WPUT
- North Salem, New York; United States;
- Frequency: 90.1 MHz

Programming
- Format: Jazz; community

Ownership
- Owner: Dennis and Maureen Jackson; (Legacy Foundation, Inc.);

History
- First air date: 2012
- Former call signs: WVWA (2008); WJJZ (2008–2009); WJZZ (2009–2014); WQCD (2014–2015); WPUT-FM (July 1–7, 2015);

Technical information
- Licensing authority: FCC
- Facility ID: 175564
- Class: A
- ERP: 660 watts
- HAAT: −13 meters (−43 ft)
- Transmitter coordinates: 41°23′3.3″N 73°34′33.4″W﻿ / ﻿41.384250°N 73.575944°W

Links
- Public license information: Public file; LMS;

= WPUT (FM) =

WPUT (90.1 FM) is a non-commercial educational radio station licensed to serve North Salem, New York, United States. The station is owned by Dennis and Maureen Jackson, through licensee Legacy Foundation, Inc.

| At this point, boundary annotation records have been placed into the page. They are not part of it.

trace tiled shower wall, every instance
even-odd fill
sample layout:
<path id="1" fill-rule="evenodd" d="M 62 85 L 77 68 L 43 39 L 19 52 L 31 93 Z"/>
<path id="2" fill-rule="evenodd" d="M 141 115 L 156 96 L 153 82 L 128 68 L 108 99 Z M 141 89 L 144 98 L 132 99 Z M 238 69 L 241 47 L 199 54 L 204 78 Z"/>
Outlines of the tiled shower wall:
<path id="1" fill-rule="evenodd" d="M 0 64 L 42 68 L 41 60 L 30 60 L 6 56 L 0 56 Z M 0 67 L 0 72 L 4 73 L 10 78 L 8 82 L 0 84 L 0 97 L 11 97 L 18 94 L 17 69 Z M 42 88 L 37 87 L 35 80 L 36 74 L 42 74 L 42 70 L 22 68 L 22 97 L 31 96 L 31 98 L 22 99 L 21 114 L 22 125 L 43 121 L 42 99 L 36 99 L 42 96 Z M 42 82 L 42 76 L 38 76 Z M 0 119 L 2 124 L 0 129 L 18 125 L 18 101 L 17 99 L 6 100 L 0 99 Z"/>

The station airs a jazz music and community radio format.

==History==
This station received its original construction permit from the Federal Communications Commission on January 22, 2008. The new station was assigned the call sign WVWA by the FCC on May 29, 2008. While still under construction, the station applied for a new call sign and was assigned WJJZ by the FCC on September 22, 2008. The station was assigned the WJZZ call letters by the FCC on March 31, 2009. The station changed its call sign to WQCD on October 2, 2014, and to WPUT-FM on June 2, 2015; on July 8, 2015, the "-FM" suffix was dropped.